Florida Gov. Rick Scott (R) was in Washington, DC on Monday to make a deal. Florida, along with a handful of other Republican-run states, is still trying to wage war against Obamacare by refusing to take the generous expansion of Medicaid provided for in the new law. The expansion would provide government insurance to around a million poor and lower-middle-class Floridians, and the federal government has promised to foot almost all of the bill.
Last June, after the Supreme Court decision making the Medicaid expansion optional for the states, Scott said he won’t take the money. But when Florida hospitals realized Scott’s decision could cost them about $650 million a year in other federal payments, they started lobbying furiously to get him to change his mind. So now, after two years suing, demonizing and otherwise attacking President Barack Obama and the Democrats’ health care bill, Scott wants to negotiate. He came to Washington saying that he’d like to “work with the administration to reduce the cost of health care.” But that doesn’t mean he’s changed his mind.
Instead, what Scott wants from Kathleen Sebelius, Obama’s secretary of health and human services, is something that might actually make Florida’s dismal insurance situation—nearly 4 million Floridians are uninsured—even worse. Scott wants the Sebelius to give him official permission, called a waiver, to hand over the entire existing Medicaid program to private managed care companies. Don’t count on that happening.
Here’s why. Florida already has a small pilot project approved by George W. Bush’s administration that shunts Medicaid participants into HMO-type organizations. Scott has hailed this as a genius innovation that keeps costs down. But a close look at the program reveals no such miracles.
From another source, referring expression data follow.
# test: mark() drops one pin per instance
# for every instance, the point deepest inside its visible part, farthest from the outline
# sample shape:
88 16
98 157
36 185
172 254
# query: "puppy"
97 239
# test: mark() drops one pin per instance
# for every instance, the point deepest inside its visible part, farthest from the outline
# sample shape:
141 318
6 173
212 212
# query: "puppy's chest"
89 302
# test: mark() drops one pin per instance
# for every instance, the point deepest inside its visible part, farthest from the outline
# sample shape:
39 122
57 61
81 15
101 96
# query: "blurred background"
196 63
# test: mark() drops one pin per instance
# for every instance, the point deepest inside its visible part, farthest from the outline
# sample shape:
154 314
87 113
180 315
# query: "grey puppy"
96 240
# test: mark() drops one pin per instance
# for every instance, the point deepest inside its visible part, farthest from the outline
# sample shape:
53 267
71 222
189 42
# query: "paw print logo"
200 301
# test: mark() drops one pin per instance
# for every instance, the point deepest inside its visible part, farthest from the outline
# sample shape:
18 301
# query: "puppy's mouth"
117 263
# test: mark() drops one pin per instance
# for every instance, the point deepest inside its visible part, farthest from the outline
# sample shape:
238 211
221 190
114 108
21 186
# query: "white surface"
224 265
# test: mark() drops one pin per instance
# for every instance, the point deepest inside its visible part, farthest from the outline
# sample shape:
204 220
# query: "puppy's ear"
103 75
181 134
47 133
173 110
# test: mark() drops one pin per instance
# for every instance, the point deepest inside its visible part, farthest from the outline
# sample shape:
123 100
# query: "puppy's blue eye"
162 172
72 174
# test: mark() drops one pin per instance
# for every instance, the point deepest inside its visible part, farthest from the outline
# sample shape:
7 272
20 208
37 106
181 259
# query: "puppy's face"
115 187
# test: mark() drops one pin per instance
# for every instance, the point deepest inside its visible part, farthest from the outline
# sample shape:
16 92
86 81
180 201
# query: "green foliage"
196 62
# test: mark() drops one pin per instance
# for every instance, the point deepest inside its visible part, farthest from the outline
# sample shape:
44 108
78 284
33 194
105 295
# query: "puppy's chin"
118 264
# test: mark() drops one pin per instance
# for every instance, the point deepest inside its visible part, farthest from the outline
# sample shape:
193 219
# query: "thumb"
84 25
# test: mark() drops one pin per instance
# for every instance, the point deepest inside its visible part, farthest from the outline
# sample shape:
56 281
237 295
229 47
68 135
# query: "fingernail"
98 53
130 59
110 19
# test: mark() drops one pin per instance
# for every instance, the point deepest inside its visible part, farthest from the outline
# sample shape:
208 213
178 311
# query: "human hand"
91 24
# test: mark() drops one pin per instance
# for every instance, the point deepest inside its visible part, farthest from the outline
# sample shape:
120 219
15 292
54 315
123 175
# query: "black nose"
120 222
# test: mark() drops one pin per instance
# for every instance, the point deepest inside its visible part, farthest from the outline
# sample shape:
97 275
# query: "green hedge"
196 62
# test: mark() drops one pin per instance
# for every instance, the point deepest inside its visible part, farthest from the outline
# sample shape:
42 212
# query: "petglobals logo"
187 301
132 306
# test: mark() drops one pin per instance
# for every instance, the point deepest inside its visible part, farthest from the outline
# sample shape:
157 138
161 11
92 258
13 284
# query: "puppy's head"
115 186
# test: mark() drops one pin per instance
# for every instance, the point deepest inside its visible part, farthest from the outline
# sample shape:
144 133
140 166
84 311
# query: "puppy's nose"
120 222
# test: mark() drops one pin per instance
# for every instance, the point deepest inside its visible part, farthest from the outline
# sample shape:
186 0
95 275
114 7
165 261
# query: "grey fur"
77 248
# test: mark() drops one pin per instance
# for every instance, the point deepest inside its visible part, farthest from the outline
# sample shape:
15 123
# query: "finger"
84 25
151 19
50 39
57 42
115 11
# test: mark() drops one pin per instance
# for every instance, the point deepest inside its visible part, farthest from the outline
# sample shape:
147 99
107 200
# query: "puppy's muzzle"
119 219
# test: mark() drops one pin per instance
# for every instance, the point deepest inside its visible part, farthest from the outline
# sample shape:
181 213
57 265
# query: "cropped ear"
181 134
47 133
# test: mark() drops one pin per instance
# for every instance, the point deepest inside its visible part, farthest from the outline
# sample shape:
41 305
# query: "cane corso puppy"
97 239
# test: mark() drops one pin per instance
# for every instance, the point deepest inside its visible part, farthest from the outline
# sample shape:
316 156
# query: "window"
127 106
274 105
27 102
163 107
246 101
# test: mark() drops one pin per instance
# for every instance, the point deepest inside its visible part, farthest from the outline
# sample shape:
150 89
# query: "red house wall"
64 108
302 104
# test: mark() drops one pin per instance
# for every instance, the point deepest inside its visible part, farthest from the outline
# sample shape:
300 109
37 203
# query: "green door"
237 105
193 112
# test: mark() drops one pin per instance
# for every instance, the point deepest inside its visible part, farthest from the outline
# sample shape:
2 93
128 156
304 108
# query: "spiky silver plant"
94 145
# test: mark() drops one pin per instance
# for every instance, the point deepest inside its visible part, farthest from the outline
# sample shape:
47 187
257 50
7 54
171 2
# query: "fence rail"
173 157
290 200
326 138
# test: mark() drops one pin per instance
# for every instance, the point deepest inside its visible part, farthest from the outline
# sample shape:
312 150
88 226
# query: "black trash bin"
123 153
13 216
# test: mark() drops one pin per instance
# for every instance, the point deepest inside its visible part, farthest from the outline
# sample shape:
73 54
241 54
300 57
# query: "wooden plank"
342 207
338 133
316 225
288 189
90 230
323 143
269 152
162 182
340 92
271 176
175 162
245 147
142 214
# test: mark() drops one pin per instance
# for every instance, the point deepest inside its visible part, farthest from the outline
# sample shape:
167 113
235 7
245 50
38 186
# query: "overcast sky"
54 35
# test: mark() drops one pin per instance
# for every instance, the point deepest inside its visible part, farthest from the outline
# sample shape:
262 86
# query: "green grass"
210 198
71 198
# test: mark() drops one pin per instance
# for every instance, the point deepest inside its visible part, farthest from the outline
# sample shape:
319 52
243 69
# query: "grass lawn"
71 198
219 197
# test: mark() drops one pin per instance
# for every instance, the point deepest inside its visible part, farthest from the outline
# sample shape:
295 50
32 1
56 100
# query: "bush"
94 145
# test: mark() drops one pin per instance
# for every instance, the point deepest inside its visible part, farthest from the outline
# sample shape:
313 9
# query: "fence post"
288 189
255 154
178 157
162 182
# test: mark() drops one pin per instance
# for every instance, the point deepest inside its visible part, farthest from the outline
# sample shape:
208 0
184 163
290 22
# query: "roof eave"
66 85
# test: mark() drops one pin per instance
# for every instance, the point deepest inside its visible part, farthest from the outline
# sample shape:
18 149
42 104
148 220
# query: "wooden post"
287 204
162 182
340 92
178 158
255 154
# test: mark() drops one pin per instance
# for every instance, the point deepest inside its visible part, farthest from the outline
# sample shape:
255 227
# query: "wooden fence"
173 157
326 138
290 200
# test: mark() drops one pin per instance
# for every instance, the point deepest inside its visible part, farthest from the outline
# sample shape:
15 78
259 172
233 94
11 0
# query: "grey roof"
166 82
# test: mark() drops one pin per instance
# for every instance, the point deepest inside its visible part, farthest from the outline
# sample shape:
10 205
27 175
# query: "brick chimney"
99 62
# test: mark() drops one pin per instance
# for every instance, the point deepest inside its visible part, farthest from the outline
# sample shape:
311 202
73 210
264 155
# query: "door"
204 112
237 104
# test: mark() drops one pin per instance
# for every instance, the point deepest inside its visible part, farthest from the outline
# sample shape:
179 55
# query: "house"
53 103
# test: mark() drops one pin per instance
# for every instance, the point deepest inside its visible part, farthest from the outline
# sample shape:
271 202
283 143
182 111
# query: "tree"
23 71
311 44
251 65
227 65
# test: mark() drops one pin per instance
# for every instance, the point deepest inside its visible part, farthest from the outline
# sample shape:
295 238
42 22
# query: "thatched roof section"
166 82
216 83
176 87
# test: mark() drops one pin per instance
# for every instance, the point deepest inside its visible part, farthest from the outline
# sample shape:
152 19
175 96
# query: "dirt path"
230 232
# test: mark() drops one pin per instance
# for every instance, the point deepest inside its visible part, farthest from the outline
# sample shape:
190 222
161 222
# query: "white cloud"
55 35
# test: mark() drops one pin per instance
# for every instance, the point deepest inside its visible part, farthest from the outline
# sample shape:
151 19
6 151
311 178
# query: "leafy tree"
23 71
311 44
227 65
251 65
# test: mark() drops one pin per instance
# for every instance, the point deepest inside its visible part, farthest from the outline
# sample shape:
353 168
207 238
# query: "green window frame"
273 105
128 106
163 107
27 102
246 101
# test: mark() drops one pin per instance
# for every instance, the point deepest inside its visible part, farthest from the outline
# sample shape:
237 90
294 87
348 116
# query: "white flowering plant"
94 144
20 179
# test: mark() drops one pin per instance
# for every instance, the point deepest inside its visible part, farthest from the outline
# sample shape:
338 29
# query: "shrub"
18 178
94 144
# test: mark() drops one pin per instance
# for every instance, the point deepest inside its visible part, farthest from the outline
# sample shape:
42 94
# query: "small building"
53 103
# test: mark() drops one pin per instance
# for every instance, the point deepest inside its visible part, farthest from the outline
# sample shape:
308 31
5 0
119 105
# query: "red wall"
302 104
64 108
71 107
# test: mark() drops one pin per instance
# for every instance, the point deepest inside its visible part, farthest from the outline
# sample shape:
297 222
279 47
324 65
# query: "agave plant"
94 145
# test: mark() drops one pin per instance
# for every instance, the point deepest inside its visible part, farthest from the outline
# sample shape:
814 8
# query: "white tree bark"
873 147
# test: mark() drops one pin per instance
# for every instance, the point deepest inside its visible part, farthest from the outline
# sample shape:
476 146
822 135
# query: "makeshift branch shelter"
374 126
A study by the Georgetown University Health Policy Institute concluded that there was no evidence the pilot project was saving money—and even if it was, any savings could have been from denying people needed care. (Anecdotal reports suggested that was the case.)
The Georgetown group also found that it would be all but impossible to make Medicaid more efficient, especially compared with private insurance. Between 2007 and 2012, private sector family insurance premiums rose more than 31 percent, but Florida’s per-person Medicaid costs actually fell by five percent. And the idea that Rick Scott is giving the federal government tips on making health care more efficient is interesting given that when he ran his own health care company, Columbia/HCA, it was systematically bilking the federal government of millions of dollars in what turned out to be the biggest health care fraud case the US has ever prosecuted.
So maybe it’s not surprising that the Obama administration has so far refused to allow Scott to expand the Medicaid pilot project, much less add another million people to it. And that’s not all Scott wants: He’s also asked Sebelius to allow Florida to charge all Medicaid patients unprecedented co-pays, such as $100 for emergency room visits not deemed an emergency, plus $10 monthly premiums. The Georgetown Health Policy Institute concluded that such a change would prompt about 800,000 poor parents and children to leave the program, an outcome that flies in the face of the administration’s goal of extending Medicaid in the first place. After Monday’s meeting with Sebelius, Scott said he was optimistic that he’d get what he wanted, or at least another meeting. Given his track record, he probably shouldn’t hold his breath.